Édition internationale

BLANCHE OBSERVE - Sartre, ton oeil n'a pas bougé d'un cil

Les graphistes de la BNF ont gommé la cigarette de la main du philosophe sans retoucher son regard bancal. Blanche trouve scandaleux ce manque d'égards

Pour mieux saisir l'époque dans laquelle on vit, il faut absolument voir le catalogue sur l'expo que la BNF consacre à Jean-Paul Sartre à l'occasion du centenaire de sa naissance.
Arrêtons-nous un instant sur sa couverture et plus précisément sur la main du philosophe. Nous voilà face à un index et un majeur tendus vers le cosmos. Entre ces deux doigts se dessine un léger vide. On l'appelle aujourd'hui le vide qui tue. Il correspond en effet à l'exact emplacement de la cigarette assassine.
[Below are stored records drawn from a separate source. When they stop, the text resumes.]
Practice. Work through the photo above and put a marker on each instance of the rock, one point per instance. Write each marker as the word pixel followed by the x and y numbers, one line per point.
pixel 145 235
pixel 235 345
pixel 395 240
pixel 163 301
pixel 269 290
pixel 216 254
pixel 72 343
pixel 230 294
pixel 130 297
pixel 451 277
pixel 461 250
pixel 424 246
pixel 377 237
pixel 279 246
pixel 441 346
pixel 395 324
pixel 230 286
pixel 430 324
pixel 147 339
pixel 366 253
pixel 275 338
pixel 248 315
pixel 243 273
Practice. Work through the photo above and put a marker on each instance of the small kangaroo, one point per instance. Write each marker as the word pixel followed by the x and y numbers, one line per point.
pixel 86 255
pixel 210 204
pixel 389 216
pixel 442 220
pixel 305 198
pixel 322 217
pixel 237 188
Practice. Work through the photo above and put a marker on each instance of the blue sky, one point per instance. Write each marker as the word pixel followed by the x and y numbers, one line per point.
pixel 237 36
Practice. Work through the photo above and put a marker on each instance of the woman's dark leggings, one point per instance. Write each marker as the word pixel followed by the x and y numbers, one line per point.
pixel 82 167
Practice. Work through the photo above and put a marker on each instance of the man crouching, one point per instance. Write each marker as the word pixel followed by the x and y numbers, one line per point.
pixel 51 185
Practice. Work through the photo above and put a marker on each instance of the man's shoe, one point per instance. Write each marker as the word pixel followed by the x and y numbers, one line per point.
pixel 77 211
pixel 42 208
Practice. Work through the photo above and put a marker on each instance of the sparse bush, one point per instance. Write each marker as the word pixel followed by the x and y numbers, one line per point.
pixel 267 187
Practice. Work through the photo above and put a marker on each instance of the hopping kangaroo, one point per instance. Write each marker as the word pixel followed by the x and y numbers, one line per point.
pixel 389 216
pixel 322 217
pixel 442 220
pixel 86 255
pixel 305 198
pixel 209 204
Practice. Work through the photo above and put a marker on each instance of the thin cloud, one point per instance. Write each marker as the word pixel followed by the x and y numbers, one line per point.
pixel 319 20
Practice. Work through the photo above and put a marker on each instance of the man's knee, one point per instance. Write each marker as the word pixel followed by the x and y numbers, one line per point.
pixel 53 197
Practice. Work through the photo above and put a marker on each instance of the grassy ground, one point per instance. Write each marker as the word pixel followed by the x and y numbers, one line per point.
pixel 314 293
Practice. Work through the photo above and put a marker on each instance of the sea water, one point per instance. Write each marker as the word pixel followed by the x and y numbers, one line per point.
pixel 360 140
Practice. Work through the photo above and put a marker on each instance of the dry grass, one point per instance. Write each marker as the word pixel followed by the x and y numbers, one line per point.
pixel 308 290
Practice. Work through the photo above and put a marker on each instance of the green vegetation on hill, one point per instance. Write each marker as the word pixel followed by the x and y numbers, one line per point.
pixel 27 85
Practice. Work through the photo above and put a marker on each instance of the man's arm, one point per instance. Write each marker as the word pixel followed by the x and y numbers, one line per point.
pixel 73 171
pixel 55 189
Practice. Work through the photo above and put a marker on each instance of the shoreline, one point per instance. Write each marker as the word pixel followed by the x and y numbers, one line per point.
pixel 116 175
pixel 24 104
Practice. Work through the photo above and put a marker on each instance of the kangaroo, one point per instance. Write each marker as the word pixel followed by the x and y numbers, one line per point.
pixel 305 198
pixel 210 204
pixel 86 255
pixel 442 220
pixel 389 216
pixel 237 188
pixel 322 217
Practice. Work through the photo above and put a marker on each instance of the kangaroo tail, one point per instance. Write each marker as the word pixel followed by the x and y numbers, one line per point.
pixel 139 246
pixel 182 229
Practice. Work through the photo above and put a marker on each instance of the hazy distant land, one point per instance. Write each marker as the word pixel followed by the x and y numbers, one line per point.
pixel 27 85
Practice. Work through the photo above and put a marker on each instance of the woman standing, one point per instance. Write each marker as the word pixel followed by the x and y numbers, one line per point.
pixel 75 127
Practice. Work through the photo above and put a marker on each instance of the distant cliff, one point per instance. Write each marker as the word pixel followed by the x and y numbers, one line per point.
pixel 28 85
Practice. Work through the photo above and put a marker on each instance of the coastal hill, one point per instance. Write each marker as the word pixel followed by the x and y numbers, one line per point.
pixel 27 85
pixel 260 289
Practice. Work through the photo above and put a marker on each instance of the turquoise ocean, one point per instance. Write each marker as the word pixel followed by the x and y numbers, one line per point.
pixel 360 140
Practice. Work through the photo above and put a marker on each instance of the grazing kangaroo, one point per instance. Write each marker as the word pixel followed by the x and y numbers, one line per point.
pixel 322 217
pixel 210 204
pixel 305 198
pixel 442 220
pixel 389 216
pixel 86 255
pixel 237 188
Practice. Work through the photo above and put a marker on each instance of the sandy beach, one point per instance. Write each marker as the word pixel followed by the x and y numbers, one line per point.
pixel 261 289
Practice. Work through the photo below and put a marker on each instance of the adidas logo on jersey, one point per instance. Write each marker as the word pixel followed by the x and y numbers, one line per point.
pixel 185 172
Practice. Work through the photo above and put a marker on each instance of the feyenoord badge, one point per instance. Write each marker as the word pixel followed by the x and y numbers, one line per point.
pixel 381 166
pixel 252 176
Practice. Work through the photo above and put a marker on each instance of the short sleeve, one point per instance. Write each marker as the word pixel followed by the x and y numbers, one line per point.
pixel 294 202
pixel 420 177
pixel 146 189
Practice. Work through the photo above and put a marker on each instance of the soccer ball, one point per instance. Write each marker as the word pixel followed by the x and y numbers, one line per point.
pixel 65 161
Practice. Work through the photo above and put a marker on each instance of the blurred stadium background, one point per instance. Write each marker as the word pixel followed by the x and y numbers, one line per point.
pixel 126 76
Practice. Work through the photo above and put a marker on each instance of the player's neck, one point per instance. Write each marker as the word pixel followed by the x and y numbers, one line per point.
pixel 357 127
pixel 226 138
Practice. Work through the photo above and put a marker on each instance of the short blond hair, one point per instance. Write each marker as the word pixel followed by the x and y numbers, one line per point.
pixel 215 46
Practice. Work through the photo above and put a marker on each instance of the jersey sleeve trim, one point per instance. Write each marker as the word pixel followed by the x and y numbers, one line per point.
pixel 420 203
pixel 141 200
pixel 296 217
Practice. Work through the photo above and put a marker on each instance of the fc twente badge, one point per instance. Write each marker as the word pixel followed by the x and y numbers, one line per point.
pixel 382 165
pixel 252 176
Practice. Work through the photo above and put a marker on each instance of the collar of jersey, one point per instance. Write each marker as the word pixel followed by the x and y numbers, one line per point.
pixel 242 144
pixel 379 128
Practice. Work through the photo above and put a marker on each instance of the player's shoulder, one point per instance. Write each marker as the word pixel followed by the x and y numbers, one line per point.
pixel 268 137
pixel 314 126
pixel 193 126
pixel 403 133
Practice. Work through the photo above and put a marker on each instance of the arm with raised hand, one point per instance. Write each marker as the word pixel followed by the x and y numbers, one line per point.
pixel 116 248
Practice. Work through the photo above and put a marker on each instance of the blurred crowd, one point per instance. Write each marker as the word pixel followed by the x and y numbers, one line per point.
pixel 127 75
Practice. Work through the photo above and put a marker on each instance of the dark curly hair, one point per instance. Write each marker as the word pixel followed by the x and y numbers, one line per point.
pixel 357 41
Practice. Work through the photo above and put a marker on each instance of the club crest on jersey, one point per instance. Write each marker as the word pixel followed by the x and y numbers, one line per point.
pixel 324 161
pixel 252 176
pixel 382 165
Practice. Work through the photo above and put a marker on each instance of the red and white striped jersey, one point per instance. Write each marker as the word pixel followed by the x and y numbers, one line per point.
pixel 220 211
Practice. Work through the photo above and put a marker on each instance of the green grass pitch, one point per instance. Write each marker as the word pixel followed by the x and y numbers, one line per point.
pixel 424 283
Des graphistes, respectueux de la loi Evin et de la santé publique, ont jugé bienveillant de gommer l'honteux mégot des doigts de Sartre. Aujourd'hui, grâce aux techniques de l'image, on peut être autre que ce qu'on a été. Et c'est une excellente nouvelle à bien des égards auxquels, par manque de place, je vous laisse réfléchir.
Cependant, je trouve les graphistes bien frileux de n'actualiser que l'illustre main.
Pas le look coco
Même si le constat est cruel, il est implacable : la face de Jean-Paul Sartre n'est plus vendeuse. Si BHL correspond toujours aux canons esthétiques en cours, le physique de JPS en 2005 ne ressemble plus à rien. S'il était encore vivant et souhaitait accéder aux débats philosophiques de l'époque chez Marco ou Ardisson, le mec à Simone devrait nécessairement prendre un coach du relooking.
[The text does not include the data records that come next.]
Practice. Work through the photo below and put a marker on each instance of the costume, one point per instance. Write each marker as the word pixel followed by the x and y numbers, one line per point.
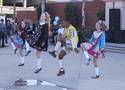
pixel 95 44
pixel 39 39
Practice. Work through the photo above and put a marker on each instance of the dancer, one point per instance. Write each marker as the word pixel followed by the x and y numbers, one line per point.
pixel 95 47
pixel 17 42
pixel 60 39
pixel 39 40
pixel 71 37
pixel 23 32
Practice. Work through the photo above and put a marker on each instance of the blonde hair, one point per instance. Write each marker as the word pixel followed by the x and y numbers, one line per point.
pixel 102 25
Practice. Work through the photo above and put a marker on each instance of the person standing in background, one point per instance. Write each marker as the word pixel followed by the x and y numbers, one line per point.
pixel 2 32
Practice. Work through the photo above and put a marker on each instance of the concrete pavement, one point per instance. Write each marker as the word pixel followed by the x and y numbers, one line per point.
pixel 77 77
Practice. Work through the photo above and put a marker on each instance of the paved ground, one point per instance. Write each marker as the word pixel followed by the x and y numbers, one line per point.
pixel 78 75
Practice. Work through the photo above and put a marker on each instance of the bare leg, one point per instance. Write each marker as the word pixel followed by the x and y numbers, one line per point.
pixel 21 57
pixel 38 63
pixel 61 63
pixel 95 62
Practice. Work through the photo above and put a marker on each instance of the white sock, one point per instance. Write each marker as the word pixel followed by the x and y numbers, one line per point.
pixel 86 55
pixel 22 60
pixel 58 45
pixel 27 46
pixel 97 71
pixel 39 63
pixel 61 64
pixel 13 46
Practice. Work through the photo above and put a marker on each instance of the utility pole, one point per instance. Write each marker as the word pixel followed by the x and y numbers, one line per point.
pixel 14 13
pixel 83 13
pixel 42 6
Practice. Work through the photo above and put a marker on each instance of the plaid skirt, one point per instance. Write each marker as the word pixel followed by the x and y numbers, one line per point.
pixel 39 40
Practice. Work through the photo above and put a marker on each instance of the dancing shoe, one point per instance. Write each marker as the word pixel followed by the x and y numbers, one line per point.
pixel 21 64
pixel 28 53
pixel 96 77
pixel 52 53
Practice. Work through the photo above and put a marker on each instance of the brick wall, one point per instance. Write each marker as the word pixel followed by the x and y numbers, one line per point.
pixel 21 15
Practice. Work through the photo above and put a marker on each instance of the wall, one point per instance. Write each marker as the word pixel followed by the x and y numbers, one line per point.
pixel 21 15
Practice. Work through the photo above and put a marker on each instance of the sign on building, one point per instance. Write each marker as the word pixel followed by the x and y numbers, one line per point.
pixel 1 2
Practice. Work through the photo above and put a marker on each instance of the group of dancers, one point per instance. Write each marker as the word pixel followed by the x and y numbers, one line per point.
pixel 67 39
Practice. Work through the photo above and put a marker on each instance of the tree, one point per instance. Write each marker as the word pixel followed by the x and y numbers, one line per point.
pixel 73 13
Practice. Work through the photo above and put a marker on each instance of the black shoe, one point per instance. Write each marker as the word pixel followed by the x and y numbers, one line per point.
pixel 28 53
pixel 61 72
pixel 88 62
pixel 95 77
pixel 52 53
pixel 21 65
pixel 15 51
pixel 38 70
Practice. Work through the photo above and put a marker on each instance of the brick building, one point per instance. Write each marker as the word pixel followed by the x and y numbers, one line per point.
pixel 91 10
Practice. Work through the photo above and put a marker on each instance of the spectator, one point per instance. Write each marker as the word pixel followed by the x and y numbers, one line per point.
pixel 2 32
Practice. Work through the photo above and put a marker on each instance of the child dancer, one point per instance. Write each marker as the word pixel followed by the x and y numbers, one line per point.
pixel 95 46
pixel 39 41
pixel 70 37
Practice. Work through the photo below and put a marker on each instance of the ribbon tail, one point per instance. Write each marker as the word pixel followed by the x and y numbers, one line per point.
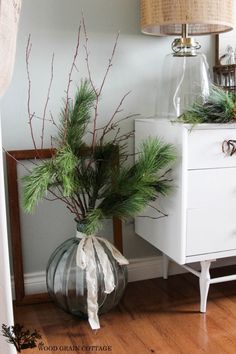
pixel 92 287
pixel 81 254
pixel 108 275
pixel 114 251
Même mort, un intellectuel qui fume reste une insulte à l'intelligence : donc, c'est la moindre des corrections, on supprime la cigarette. D'ailleurs, j'ose à peine y croire, mais je me demande s'il n'y aurait pas un lien entre JPS le philosophe, et JPS le cigarettier… non, je dois m'égarer. Cela dit, quelle différence y a-t-il entre un intellectuel fumeur et un intellectuel moche ?
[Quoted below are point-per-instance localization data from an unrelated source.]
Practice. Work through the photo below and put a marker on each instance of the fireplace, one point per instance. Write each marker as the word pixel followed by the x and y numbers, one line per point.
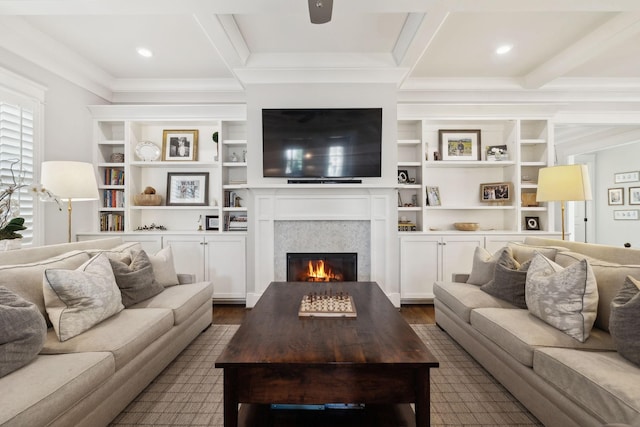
pixel 322 267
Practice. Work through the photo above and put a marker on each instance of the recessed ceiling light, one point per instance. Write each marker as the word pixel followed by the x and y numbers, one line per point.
pixel 505 48
pixel 143 51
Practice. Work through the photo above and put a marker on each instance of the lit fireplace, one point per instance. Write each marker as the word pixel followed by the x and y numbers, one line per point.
pixel 322 267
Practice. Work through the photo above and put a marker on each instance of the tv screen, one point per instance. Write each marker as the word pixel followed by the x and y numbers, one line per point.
pixel 322 143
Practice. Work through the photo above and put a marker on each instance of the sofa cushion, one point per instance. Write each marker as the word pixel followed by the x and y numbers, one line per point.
pixel 609 277
pixel 604 382
pixel 78 299
pixel 566 298
pixel 135 280
pixel 461 298
pixel 26 279
pixel 625 320
pixel 183 300
pixel 22 331
pixel 519 333
pixel 125 335
pixel 51 385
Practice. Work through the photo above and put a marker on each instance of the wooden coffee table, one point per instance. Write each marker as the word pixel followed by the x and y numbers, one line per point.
pixel 278 357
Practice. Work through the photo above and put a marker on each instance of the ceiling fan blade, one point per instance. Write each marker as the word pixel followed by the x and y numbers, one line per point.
pixel 320 11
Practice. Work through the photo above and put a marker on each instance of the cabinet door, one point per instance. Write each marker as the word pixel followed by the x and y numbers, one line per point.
pixel 188 254
pixel 226 266
pixel 419 266
pixel 457 254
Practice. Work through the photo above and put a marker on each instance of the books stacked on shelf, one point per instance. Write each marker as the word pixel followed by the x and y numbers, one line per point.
pixel 111 222
pixel 113 176
pixel 236 222
pixel 113 198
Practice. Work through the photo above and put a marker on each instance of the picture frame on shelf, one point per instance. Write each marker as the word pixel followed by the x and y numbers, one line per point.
pixel 615 196
pixel 626 214
pixel 626 177
pixel 187 189
pixel 211 222
pixel 433 196
pixel 634 195
pixel 459 144
pixel 180 145
pixel 495 192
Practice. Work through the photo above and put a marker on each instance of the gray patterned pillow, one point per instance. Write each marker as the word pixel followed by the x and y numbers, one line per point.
pixel 22 331
pixel 78 299
pixel 625 320
pixel 566 298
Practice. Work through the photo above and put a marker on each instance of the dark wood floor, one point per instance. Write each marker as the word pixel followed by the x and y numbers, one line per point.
pixel 228 314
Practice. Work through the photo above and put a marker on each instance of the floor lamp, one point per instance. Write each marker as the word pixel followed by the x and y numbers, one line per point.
pixel 70 181
pixel 564 184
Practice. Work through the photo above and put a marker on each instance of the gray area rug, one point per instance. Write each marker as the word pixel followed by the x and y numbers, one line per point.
pixel 189 390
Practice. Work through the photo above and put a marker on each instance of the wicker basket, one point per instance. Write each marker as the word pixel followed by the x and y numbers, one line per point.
pixel 147 199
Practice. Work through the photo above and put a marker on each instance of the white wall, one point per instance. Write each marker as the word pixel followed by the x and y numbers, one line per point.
pixel 68 135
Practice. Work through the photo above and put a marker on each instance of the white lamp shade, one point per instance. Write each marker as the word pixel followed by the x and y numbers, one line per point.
pixel 70 180
pixel 563 183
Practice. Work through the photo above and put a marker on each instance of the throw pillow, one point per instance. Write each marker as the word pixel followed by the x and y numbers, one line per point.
pixel 78 299
pixel 484 265
pixel 22 331
pixel 565 298
pixel 135 280
pixel 625 320
pixel 163 268
pixel 509 281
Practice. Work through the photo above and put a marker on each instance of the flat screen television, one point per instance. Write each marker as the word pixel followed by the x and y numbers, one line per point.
pixel 322 143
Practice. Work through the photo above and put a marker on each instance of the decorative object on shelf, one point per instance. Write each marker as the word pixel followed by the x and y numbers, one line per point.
pixel 459 144
pixel 180 145
pixel 466 226
pixel 627 214
pixel 564 183
pixel 147 151
pixel 211 222
pixel 616 196
pixel 532 223
pixel 495 192
pixel 188 189
pixel 433 196
pixel 71 181
pixel 626 177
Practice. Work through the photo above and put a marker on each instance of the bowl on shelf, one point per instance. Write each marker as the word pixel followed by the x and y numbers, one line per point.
pixel 466 226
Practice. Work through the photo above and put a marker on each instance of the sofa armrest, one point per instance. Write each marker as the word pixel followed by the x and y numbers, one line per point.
pixel 185 279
Alors qu'ils auraient pu lui retoucher le regard passé d'époque, les graphistes de la BNF ont laissé à Sartre intact son œil claudiquant ! Au nom de quoi une affiche se contente-t-elle de virer le mégot alors que le visage entier aurait mérité lifting ? À quoi ça sert de montrer aux jeunes un philosophe laid comme un pou quand n'importe quel logiciel peut lui refaire la face ?
À moins de sciemment vouloir faire passer JPS pour un pépé à ranger au placard, je ne vois pas.